En théorie, cela est possible et s'inscrit également dans la tendance de longue durée vers moins de travail, mais le PS semble "oublier" la condition cruciale pour cela. Les étapes précédentes vers la semaine de travail de 6 jours et la semaine de travail de 38 heures étaient possibles grâce à la forte augmentation de la productivité. Mais cette croissance de la productivité a pratiquement stagné ces dernières années. Imposer une réduction supplémentaire du temps de travail sans que la croissance de la productivité nécessaire pour rendre cela réalisable soit réalisée infligerait de lourds dommages à notre économie.
En plus d'une semaine de travail de 32 heures, le PS plaide également pour un salaire minimum de 2800 euros par mois. La combinaison de ces deux implique qu'un employé au salaire minimum deviendrait 66 % plus cher. Cela serait catastrophique pour les chances d'emploi pour les groupes vulnérables sur le marché du travail.
La Belgique a aujourd'hui les deuxièmes plus hautes dépenses publiques d'Europe et le deuxième plus grand déficit budgétaire d'Europe. Et ces deux sont liés : ces dernières années, les dépenses publiques totales belges ont augmenté de manière spectaculaire.
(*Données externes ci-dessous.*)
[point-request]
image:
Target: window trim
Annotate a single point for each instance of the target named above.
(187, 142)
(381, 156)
Depuis 2000, les dépenses publiques totales (hors charges d'intérêts) dans notre pays ont augmenté de 10,4 % du PIB, l'augmentation des dépenses la plus forte de toute l'Europe. En comparaison, dans les pays voisins, qui ont été confrontés à des crises et défis similaires durant cette période, cette augmentation des dépenses est restée limitée à moins de la moitié (4,1 % du PIB). En euros d'aujourd'hui, les dépenses publiques primaires dans notre pays sont aujourd'hui d'environ 60 milliards plus élevées qu'en 2000.
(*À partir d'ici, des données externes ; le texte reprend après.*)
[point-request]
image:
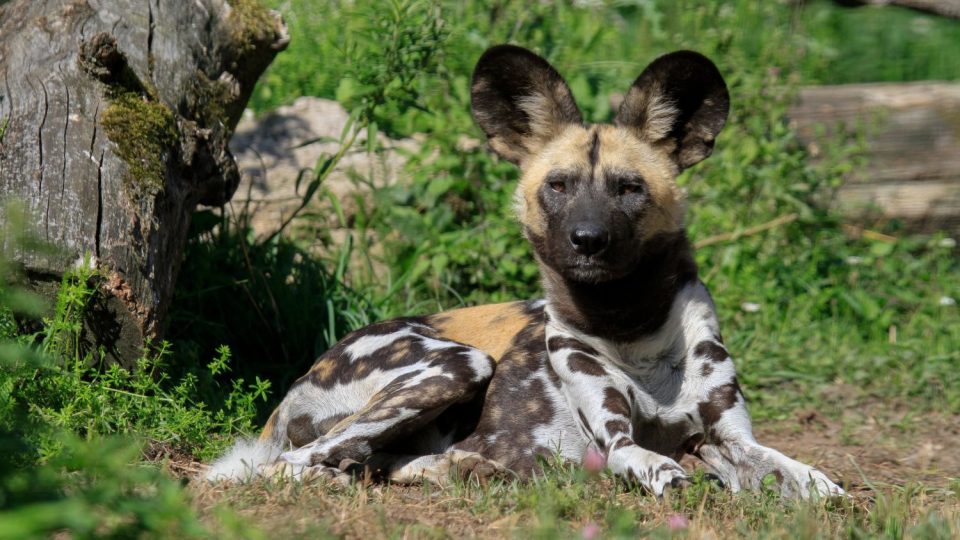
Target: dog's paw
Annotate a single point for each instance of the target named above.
(669, 475)
(654, 472)
(302, 457)
(793, 478)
Si nous voulons un peu remettre nos finances publiques sur les rails lors de la prochaine législature, alors au moins un effort budgétaire de 20 milliards d'euros est nécessaire. Comment le PS veut combiner cela avec des milliards de dépenses publiques supplémentaires est un mystère. Ils se réfèrent facilement à un impôt sur la fortune. Mais pour mettre cela en perspective, une étude récente du Bureau du Plan sur les impôts sur la fortune en Europe a indiqué que les pays qui ont ou avaient un tel impôt en tiraient selon les normes belges un à deux milliards. Que la Belgique en tirerait de nombreux milliards est une dangereuse illusion.
Dans la campagne électorale, le PS peut bien sûr proposer ce qu'il veut. Après les élections, il deviendra rapidement clair que ces propositions ne sont pas du tout réalistes. Mais une telle campagne risque d'alimenter davantage la désillusion envers la politique et la polarisation ultérieure du débat public.
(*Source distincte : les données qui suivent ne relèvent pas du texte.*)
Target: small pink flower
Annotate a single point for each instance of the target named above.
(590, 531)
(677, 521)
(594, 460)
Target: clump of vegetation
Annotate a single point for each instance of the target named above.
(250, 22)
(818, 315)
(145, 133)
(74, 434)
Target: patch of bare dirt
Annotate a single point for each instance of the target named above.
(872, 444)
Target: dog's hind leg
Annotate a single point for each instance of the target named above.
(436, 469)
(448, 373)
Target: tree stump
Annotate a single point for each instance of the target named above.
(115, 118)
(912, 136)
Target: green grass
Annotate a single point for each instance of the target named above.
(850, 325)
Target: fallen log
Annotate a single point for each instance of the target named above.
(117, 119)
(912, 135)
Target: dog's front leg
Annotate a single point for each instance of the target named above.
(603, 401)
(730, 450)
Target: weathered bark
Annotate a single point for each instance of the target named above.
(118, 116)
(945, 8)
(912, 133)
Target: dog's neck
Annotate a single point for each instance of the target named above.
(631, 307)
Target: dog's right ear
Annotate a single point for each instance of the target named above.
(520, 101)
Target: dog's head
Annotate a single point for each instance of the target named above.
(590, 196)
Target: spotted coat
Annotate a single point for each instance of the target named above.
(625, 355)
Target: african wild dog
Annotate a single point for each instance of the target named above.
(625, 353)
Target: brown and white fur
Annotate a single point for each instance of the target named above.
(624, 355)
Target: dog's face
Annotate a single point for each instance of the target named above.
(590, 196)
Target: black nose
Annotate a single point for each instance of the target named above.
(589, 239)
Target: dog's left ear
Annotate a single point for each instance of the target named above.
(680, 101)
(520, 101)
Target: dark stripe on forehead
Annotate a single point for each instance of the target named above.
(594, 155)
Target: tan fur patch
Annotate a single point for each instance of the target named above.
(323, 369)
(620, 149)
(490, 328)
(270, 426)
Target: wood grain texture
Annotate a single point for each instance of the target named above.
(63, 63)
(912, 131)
La Belgique est et reste un pays prospère, mais notre prospérité est sous pression de différents côtés, y compris le vieillissement, la transition durable et les changements géopolitiques. Dans ce sens, les prochaines élections sont cruciales pour notre pays. Les prochains gouvernements aux différents niveaux devront trouver des solutions aux défis auxquels nous sommes confrontés. Ignorer ou nier ces défis ne peut que mal se terminer. Faire comme si nous pouvions tous simplement obtenir plus d'argent pour moins travailler est une menace pour notre future prospérité.
La prochaine législature, nos décideurs devront surtout se concentrer sur des mesures pour renforcer notre croissance de la productivité. Ce n'est qu'en réussissant à créer de cette manière une richesse supplémentaire que cette richesse supplémentaire pourra être distribuée via des salaires plus élevés, des allocations plus élevées ou moins de travail. Inverser cet ordre ne fonctionne pas. Même le paradis du PS, nous devons d'abord le mériter.